On the other hand when someone makes a very bold claim, most prudent
people reserve judgement as they inquire about simpler solutions to
the claim -- Ocham's Razor seeming to often hold true.
Your post and some of Unc's earlier ones today appear to imply that if
one does not accept a bold claim at face value, then they are
deficient, can't reach out beyond their existing concepts and are
stuck within a worldview inertia.
For example, regarding Lenz, given that:
- followers saw stars move, but clearly they did not
- not all followers saw the sidhis -- which is odd, its kind of
hard to miss something that dramatic if it was happening "out there"
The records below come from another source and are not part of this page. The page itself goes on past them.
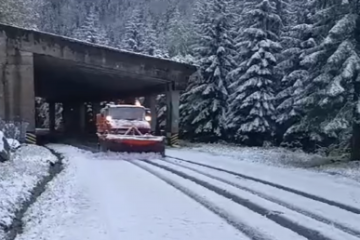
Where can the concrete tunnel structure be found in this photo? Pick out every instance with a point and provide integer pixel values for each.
(63, 70)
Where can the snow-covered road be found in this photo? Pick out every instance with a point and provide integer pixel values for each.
(105, 196)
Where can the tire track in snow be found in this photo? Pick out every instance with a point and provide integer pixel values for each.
(274, 200)
(252, 233)
(283, 221)
(298, 192)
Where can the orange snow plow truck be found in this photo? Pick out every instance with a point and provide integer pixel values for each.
(126, 128)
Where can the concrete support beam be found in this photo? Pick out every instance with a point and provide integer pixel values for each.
(96, 107)
(17, 91)
(172, 115)
(52, 116)
(82, 117)
(3, 61)
(152, 105)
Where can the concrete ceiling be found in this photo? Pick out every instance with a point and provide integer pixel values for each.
(59, 80)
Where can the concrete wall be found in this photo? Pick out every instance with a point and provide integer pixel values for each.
(17, 93)
(122, 62)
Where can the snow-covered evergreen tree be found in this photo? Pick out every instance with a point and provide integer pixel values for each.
(178, 35)
(134, 32)
(151, 44)
(296, 40)
(90, 31)
(22, 13)
(334, 67)
(207, 97)
(252, 112)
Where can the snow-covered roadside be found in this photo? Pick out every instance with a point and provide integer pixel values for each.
(62, 192)
(282, 157)
(18, 178)
(342, 190)
(99, 196)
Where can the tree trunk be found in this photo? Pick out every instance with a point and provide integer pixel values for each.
(355, 142)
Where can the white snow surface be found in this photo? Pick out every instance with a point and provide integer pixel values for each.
(342, 190)
(101, 196)
(1, 141)
(18, 177)
(277, 200)
(13, 143)
(284, 158)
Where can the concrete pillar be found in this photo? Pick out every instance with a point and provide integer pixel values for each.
(3, 60)
(66, 114)
(82, 117)
(152, 106)
(17, 87)
(96, 109)
(52, 116)
(172, 115)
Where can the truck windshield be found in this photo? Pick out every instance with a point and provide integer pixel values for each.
(127, 113)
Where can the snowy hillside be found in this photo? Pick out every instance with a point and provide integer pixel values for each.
(271, 72)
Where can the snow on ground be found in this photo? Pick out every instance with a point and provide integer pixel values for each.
(277, 231)
(100, 196)
(18, 177)
(343, 190)
(282, 157)
(306, 206)
(14, 144)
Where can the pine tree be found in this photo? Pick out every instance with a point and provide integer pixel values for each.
(177, 36)
(90, 31)
(296, 40)
(134, 32)
(22, 13)
(151, 44)
(252, 109)
(207, 96)
(334, 67)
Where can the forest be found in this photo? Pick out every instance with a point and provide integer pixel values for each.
(271, 72)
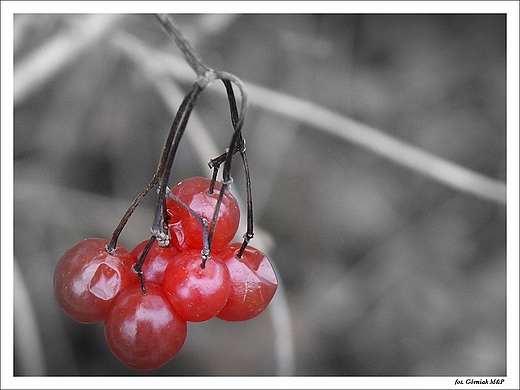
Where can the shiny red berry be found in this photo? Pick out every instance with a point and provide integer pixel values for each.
(253, 283)
(197, 294)
(87, 279)
(144, 331)
(186, 229)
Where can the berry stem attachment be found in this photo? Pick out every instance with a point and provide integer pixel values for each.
(204, 224)
(139, 265)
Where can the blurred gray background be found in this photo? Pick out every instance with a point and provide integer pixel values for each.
(384, 271)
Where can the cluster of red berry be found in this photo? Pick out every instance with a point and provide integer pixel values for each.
(146, 309)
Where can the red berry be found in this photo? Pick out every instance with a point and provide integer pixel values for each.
(87, 279)
(144, 331)
(156, 260)
(196, 294)
(186, 229)
(253, 283)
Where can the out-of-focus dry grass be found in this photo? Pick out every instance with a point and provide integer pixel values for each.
(386, 272)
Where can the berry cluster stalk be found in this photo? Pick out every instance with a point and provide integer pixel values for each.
(159, 228)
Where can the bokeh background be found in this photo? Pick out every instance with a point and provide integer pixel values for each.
(383, 271)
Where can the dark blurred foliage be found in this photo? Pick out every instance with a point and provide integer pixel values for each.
(386, 272)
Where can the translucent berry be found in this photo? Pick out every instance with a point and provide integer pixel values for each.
(186, 229)
(87, 279)
(144, 331)
(253, 283)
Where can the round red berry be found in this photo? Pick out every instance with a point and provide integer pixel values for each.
(197, 294)
(253, 283)
(186, 229)
(144, 331)
(87, 279)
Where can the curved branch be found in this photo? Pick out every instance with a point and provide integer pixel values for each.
(415, 159)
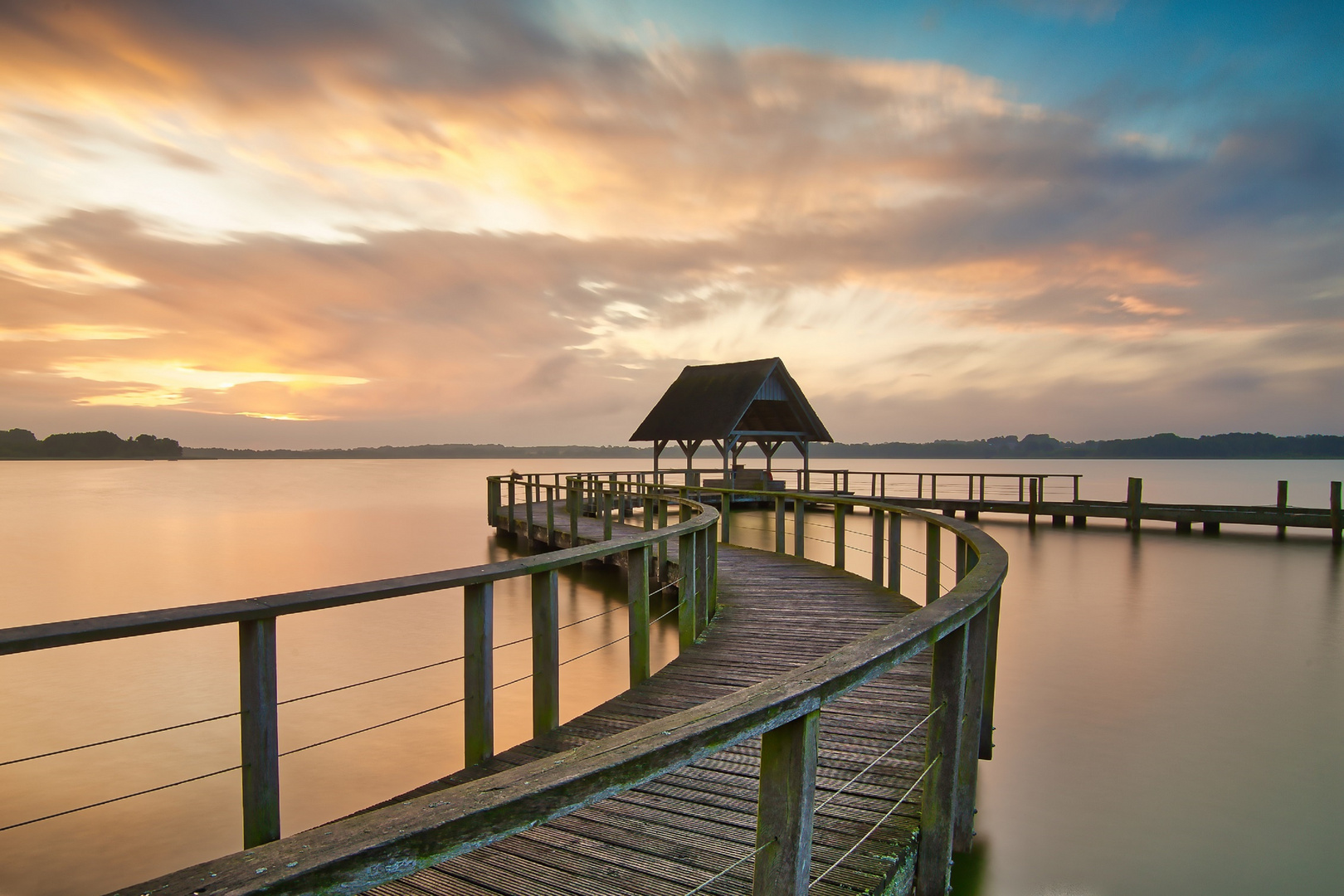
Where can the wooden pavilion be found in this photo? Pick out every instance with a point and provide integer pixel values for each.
(733, 406)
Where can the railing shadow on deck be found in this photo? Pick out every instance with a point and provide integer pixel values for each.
(357, 853)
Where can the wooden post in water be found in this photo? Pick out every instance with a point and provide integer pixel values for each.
(1136, 501)
(260, 723)
(550, 516)
(479, 672)
(702, 581)
(941, 761)
(784, 811)
(1337, 514)
(686, 590)
(726, 516)
(513, 494)
(878, 542)
(933, 562)
(714, 577)
(637, 594)
(894, 553)
(986, 713)
(839, 536)
(1283, 505)
(968, 757)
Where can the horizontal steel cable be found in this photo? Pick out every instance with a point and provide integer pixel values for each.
(903, 738)
(880, 822)
(112, 740)
(745, 859)
(104, 802)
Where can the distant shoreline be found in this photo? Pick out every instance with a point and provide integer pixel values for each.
(1230, 446)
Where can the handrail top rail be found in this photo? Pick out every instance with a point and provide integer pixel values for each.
(127, 625)
(357, 853)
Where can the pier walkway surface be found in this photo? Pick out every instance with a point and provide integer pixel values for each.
(675, 833)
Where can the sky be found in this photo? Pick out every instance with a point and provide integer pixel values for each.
(327, 223)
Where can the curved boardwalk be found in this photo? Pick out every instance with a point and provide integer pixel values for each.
(671, 835)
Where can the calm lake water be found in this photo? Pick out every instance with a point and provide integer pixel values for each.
(1170, 707)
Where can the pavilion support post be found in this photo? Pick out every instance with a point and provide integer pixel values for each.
(785, 807)
(637, 594)
(479, 670)
(260, 723)
(1135, 499)
(546, 652)
(968, 757)
(576, 500)
(686, 589)
(800, 520)
(947, 694)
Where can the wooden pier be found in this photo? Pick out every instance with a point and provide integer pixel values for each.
(817, 733)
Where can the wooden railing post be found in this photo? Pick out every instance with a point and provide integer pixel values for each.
(878, 543)
(686, 589)
(941, 761)
(933, 562)
(800, 523)
(492, 500)
(513, 494)
(986, 713)
(546, 652)
(479, 672)
(784, 811)
(260, 724)
(1337, 514)
(637, 594)
(576, 497)
(894, 553)
(839, 536)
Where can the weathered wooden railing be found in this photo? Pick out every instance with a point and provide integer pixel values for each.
(256, 620)
(960, 626)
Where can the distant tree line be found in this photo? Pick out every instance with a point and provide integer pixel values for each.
(23, 444)
(1034, 446)
(1161, 446)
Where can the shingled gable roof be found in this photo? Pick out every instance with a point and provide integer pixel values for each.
(714, 401)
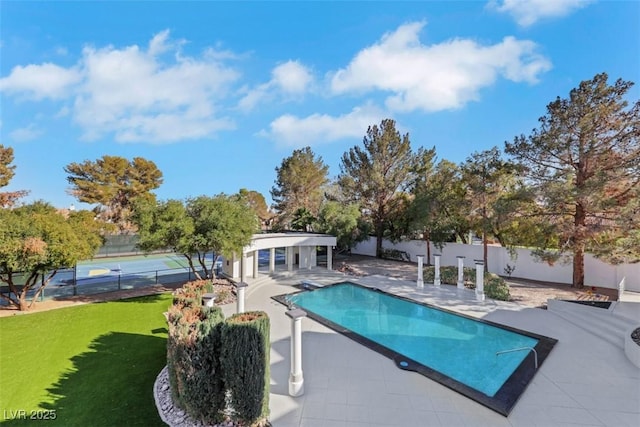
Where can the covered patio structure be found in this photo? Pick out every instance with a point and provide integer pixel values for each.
(300, 252)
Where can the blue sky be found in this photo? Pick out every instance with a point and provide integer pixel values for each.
(218, 93)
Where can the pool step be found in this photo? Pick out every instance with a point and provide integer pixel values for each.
(598, 321)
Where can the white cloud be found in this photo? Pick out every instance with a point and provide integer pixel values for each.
(133, 94)
(292, 77)
(28, 133)
(292, 131)
(439, 76)
(528, 12)
(290, 80)
(38, 82)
- followers possible stared long periods at Lentz, or meditated
on him, prior to seeing sidhis
- Lentz is alleged to have given som students hallucegens
- Lentz was deceiptful in other realms
it seems prudent to not immediately swallow hook line and sinker a
bold claim made by some "stranger" before examining other other
explanations for the "perceptions".
Reseving judgement, in itself, has nothing to do with deficient
flexibility in conceptual matters. Indeed, guillibility, not lack of
conceptual flexibility, seems to be a strong trait inherent in many
TMO long-timers, to a higher degree than the general population, IMO.